Kalimat itu menarik perhatian Fioretta. Sepasang matanya beralih dari kumpulan debu menuju wajah Caesarion dengan mimik hangatnya. Gadis itu sebenarnya tahu sejak awal kedatangan Caesarion beberapa jam lalu, ia memiliki kebaikan dalam hatinya. Dan semua tindakan jahatnya hanya semata untuk mengembalikan segala hal yang dicuri dari dia.

"Aku telah mencobanya, Caesarion." Ia menghela napas agak panjang setelah kalimat itu. Pandangan sempat dialihkan dari wajah Caesarion sebelum dikembalikan lagi padanya. "Tapi itu tak pernah berhasil. Wajar apabila aku merasa putus asa."
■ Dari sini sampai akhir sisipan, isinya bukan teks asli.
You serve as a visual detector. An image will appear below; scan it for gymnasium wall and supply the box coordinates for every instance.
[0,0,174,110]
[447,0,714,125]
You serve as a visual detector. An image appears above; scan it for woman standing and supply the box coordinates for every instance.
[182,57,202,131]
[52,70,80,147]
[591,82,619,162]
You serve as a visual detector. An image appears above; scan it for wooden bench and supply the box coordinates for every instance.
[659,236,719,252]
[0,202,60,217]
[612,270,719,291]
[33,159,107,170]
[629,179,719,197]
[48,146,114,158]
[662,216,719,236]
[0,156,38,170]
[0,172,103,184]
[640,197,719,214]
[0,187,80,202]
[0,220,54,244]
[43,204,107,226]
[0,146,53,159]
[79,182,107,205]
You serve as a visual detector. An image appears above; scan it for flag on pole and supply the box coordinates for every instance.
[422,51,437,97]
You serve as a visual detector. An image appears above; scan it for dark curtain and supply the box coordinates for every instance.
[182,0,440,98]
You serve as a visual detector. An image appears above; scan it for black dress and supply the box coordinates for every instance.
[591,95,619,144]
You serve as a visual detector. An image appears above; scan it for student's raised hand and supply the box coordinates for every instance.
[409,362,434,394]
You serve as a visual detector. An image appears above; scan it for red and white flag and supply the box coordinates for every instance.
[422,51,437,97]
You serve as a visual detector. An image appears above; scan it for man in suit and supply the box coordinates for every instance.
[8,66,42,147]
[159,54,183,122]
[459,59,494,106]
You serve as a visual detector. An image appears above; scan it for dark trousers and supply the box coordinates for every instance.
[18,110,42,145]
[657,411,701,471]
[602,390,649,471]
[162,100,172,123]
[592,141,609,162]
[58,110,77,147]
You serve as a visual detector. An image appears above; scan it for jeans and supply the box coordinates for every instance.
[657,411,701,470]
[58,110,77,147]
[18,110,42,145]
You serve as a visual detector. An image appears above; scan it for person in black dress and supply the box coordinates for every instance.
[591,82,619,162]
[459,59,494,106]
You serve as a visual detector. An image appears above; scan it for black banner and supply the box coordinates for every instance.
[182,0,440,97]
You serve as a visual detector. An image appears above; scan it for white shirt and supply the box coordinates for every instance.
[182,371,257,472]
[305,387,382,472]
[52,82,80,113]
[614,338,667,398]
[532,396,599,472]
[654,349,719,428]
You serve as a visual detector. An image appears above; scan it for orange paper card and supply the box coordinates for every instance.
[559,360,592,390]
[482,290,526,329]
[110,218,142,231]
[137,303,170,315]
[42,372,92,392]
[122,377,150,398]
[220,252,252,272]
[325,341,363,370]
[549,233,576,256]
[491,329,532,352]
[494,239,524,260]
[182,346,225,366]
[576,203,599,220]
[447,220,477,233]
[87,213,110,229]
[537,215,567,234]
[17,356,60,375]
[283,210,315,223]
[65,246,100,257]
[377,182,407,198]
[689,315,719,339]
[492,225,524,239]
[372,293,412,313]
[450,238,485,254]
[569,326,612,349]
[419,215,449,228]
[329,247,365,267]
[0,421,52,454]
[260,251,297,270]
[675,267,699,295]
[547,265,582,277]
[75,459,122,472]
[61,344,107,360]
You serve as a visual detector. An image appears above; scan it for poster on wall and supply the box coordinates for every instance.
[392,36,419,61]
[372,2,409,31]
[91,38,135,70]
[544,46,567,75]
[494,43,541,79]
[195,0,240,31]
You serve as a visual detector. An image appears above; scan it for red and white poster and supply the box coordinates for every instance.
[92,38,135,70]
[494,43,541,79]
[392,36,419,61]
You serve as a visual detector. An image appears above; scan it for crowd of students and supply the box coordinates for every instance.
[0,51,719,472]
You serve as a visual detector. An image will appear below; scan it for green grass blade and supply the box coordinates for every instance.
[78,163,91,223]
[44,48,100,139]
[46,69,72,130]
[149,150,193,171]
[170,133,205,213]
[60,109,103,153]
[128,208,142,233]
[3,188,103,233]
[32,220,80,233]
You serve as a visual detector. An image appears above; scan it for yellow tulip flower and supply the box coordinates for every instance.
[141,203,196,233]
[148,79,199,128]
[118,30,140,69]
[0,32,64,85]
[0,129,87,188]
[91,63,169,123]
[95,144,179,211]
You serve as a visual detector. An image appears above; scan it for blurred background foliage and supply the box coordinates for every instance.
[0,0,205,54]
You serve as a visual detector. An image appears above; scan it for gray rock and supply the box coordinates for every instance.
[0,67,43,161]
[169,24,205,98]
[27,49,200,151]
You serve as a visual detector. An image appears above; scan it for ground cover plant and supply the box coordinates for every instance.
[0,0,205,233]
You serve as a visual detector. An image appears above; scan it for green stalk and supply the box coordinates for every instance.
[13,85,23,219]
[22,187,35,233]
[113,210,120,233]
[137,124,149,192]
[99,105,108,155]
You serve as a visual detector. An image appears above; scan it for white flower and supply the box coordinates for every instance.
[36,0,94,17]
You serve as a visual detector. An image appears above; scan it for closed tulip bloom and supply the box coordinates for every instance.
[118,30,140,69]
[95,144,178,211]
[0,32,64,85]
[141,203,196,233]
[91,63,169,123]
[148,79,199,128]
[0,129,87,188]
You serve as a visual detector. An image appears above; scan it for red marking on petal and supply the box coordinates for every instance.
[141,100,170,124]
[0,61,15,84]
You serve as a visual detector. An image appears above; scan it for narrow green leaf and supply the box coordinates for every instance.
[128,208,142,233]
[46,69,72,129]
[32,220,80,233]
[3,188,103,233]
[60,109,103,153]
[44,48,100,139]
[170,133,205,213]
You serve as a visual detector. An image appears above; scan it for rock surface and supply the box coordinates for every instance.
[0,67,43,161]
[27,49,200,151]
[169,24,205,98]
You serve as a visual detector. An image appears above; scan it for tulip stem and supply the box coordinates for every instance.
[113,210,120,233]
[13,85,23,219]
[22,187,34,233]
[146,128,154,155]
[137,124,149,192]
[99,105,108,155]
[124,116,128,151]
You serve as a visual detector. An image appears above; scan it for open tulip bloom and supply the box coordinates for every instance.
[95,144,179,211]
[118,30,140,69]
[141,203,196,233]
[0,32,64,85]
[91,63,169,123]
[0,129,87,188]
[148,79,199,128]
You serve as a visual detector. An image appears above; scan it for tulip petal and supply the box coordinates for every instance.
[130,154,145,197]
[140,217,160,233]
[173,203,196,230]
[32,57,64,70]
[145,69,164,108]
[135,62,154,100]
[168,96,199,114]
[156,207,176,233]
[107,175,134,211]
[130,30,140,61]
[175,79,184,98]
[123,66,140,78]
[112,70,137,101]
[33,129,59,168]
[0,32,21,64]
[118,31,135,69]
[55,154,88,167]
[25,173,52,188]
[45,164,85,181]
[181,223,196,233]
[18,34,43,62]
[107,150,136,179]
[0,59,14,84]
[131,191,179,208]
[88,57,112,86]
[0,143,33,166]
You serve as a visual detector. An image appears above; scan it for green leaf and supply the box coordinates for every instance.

Caesarion terdiam sekilas. Jemarinya memilin sesuatu di balik pakaian Firaunnya. Namun, ia berakhir memberikan senyuman kepada Fioretta berharap hal itu akan membuatnya lebih baik. "Maka coba lagi dan lagi hingga kau berhasil."

Fioretta melempar tanggapan Caesarion jauh-jauh dari tempatnya berasal melalui putaran sepasang bola mata yang seterang bulan. "Mungkin aku tak akan memiliki kesempatan lagi. Setelah ini, kurasa aku tak akan kembali ke tempat asalku. Tiberius jelas akan memberikan hukuman yang berat dan memalukan sampai aku tak ingin berada di Roma lagi."

"Aku minta maaf." Fioretta tahu Caesarion memiliki kebaikan. Namun, ia tak memperkirakan permintaan maaf terlontar dari bibirnya. "Aku memang bermaksud melakukan itu dan Amun sepenuhnya bisa dipercaya. Tapi kau tahu, semua itu hanya untuk memberikanku kemenangan."

Ia terdiam sekilas dan Fioretta tak tahu harus mengatakan apa setelah kalimat terakhir Caesarion. Ketika Fioretta berpikir percakapan keduanya akan berakhir di sini, rupanya Caesarion kembali berucap. "Istirahatkan pikiranmu, Fioretta. Untuk melakukan pembelaan di hadapan para senator dan hukum Romawi, otakmu harus dalam kondisi yang baik. Jika kau merasa kehabisan akal sekarang, maka lupakan soal hukuman itu untuk sesaat."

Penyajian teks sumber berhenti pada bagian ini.